Event Description
The Environmental Policy program and the Institute for Energy and the Environment present the first Annual Lecture on People, Policy and the Environment: Disruption, Community and Resilient Governance: Environmental Justice In The Anthropocene by Dr. David Scholsberg, Professor of Environmental Politics, Department of Government and International Relations at the University of Sydney.

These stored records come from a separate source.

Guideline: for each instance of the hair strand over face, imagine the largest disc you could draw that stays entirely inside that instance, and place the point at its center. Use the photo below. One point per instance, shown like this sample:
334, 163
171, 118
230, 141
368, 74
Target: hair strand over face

To date, the social science and humanities literature on the Anthropocene has been fairly devoid of considerations of justice. From wilderness advocates to ecomodernists, both critics and cheerleaders for the concept have failed to address the main issues facing the most vulnerable. The Anthropocene will bring two kinds of disruptions, both with justice implications. On the one hand, the slow violence of environmental deterioration, as Rob Nixon has called it, will continue to inequitably undermine the cultures, food, land, and health of vulnerable communities. Simultaneously, these injustices will also come quickly, in singular events like Katrina, wildfires, and heatwaves. The Anthropocene will encompass ongoing examples of both slow and evolutionary devastation, and punctuated disequilibrium and disturbance. The central argument here is that these disruptive impacts will primarily impact a key need and demand of environmental justice – attachments to community. In response to the current trajectory, however, there are reflexive, resilient, and reconstructive ideas coming out of the environmental and climate justice communities. Reflexive, resilient and regenerative practices, and hope for a ‘sustainocene’, are apparent in community discourse and practice.